Managing large repositories

GitLab, like any Git based system, is subject to similar performance restraints when it comes to large repositories that size into the gigabytes.

In the following sections, we detail several best practices for improving performance with these large repositories on GitLab.

Large File System (LFS)

It’s strongly recommended in any Git system that binary or blob files (for example, packages, audio, video, or graphics) are stored as Large File Storage (LFS) objects. In such setup, the Objects are stored elsewhere, such as in Object Storage, and this can reduce the repository size significantly, thus improving performance.

To analyze if the repository has these sorts of objects, it’s recommended to run a tool like git-sizer to get a detailed analysis. These tools can show in detail what makes up the repository as well as highlights any areas of concern. If any large objects are found, it’s then recommended removing them with tools such as git filter-repo.

Refer to the Git LFS documentation for more information.

Gitaly Pack Objects Cache

Gitaly, the service that provides storage for Git repositories, can be configured to cache a short rolling window of Git fetch responses. This is recommended for large repositories as it can notably reduce server load when your server receives lots of fetch traffic.

Refer to the Gitaly Pack Objects Cache for more information.

Reference Architectures

Large repositories tend to be found in larger organisations with many users. The GitLab Quality and Support teams provide several Reference Architectures that are the recommended way to deploy GitLab at scale.

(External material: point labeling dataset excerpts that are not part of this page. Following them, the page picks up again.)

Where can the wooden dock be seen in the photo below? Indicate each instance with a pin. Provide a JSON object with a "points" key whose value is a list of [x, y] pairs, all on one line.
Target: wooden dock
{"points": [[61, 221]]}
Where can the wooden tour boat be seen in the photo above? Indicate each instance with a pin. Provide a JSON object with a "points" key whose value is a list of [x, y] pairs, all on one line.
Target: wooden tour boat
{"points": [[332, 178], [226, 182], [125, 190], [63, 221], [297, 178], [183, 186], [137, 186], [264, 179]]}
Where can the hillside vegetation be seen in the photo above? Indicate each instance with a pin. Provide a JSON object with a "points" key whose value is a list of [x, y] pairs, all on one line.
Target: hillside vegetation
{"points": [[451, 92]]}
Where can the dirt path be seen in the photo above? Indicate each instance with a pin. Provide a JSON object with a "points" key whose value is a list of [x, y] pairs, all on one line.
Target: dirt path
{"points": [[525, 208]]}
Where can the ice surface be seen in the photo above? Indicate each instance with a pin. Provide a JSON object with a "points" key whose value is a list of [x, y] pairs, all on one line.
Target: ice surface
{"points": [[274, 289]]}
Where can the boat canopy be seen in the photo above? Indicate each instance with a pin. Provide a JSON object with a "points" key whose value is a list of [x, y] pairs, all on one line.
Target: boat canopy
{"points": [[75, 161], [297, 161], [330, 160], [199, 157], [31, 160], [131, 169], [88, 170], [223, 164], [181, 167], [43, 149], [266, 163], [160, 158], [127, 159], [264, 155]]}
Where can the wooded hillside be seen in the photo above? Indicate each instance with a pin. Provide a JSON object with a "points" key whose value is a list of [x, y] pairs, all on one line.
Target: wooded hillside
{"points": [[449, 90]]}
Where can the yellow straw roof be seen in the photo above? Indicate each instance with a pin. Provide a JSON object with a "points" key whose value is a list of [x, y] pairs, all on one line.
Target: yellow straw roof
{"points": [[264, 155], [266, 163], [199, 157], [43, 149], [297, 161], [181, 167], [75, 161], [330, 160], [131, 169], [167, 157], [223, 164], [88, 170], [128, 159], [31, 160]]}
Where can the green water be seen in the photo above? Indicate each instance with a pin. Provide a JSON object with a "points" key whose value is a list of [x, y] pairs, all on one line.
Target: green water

In these types of setups it’s recommended that the GitLab environment used matches a Reference Architecture to improve performance.

Gitaly Cluster

Gitaly Cluster can notably improve large repository performance as it holds multiple replicas of the repository across several nodes. As a result, Gitaly Cluster can load balance read requests against those repositories and is also fault-tolerant.

It’s recommended for large repositories, however, Gitaly Cluster is a large solution with additional complexity of setup, and management. Refer to the Gitaly Cluster documentation for more information, specifically the Before deploying Gitaly Cluster section.

Keep GitLab up to date

Performance improvements and fixes are added continuously in GitLab. As such, it’s recommended you keep GitLab updated to the latest version where possible to benefit from these.

Reduce concurrent clones in CI/CD

Large repositories tend to be monorepos. This in turn typically means that these repositories get a lot of traffic not only from users, but from CI/CD.

CI/CD loads tend to be concurrent as pipelines are scheduled during set times. As a result, the Git requests against the repositories can spike notably during these times and lead to reduced performance for both CI and users alike.

When designing CI/CD pipelines, it’s advisable to reduce their concurrency by staggering them to run at different times, for example, a set running at one time, and another set running several minutes later.

There’s several other actions that can be explored to improve CI/CD performance with large repositories. Refer to the Runner documentation for more information.